There's a new band Kodiak Island, and a new recording label with a sound and direction which is working well for the four-piece band as well as a new instrumental EP hot off the press

Bartlett tells me she gets her fascination of islands from her father, who was born on the Isle of Barra in the Outer Hebrides. "Islands are like festivals. Once you're there you're in your own world. It is a little anarchic. Just you and the people you're sharing that time with. Also on my list of passions are bears. The film 'Grizzly Man', directed by Werner Herzog, features the bears of Kodiak Island in Alaska. The film's soundtrack is by Richard Thompson. With a combination of music, bears and islands, somehow the band had to be named Kodiak Island."

So why now for the numerous changes? I ask Bartlett.

"The time felt right to move away from solo to band status. I wanted more of a collective input to the new music. I also wanted our instrumentals to be longer, a feel of Yellow Moon Band from years gone by, but this time with lyrics and vocals. I enjoy everyone having an input, new and creative ideas are stimulating as we progress our new sound. The band is going at its own pace, playing, recording, writing only when it feels right for us.2

We released our debut single 'The Sooner' in June this year. The follow-up is planned for next month (October). It's called 'Rowan and Rose'. Richard Handyside wrote the lyrics and I put the arrangement together. We also have film maker Jason Glenister adding his visual ideas to the music we are producing. Again it's nice to have fresh input," Bartlett concludes.

Although there has been a lot going on I try and pin Bartlett for her highlight so far this year.

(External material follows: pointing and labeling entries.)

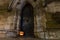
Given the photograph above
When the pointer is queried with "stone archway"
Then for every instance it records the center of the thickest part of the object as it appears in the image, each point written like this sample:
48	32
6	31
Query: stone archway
27	20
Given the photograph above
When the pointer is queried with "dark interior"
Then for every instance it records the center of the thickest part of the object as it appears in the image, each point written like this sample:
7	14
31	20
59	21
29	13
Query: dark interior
27	20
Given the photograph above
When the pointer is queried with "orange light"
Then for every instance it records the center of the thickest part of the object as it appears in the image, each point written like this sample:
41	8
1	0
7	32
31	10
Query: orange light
21	33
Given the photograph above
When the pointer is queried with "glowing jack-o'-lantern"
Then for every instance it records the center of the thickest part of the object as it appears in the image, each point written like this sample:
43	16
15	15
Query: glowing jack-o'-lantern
21	33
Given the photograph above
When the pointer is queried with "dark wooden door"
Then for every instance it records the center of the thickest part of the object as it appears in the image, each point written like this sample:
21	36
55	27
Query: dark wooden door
27	20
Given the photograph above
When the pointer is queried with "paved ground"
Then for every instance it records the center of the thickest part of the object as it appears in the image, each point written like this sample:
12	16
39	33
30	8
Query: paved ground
19	39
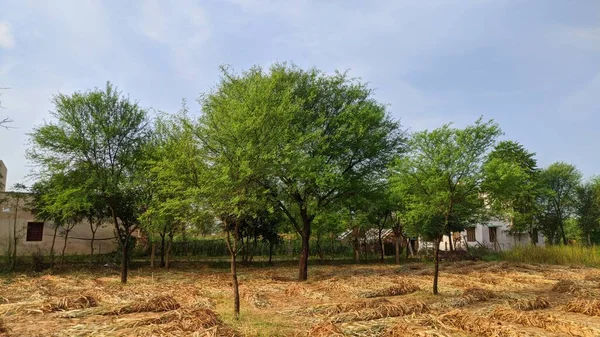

"I'd have to say playing London's 100 Club. The atmosphere was fantastic. You know when the audience are with you. We did go down really well. Then we moved onto our gig at the West End Centre in Aldershot, which was a smaller venue but I really enjoyed the night. Come November we support Dodgy in Guildford. Mathew Priest from Dodgy was drummer in the Yellow Moon Band with me, so it will be great to hook up with him again."

Bartlett seems to be in a good place with her music. More support from like mixed musicians can only enhance future albums. Personally I like her decision to make some of the tracks longer with added instrumental sections. The band have a new album in the pipeline, with a probable release in spring of next year. In the meantime if you get the chance to catch Kodiak Island at a London and district gig, I'd suggest you grab a ticket. Just like islands, they are best appreciated the more time you spend with them.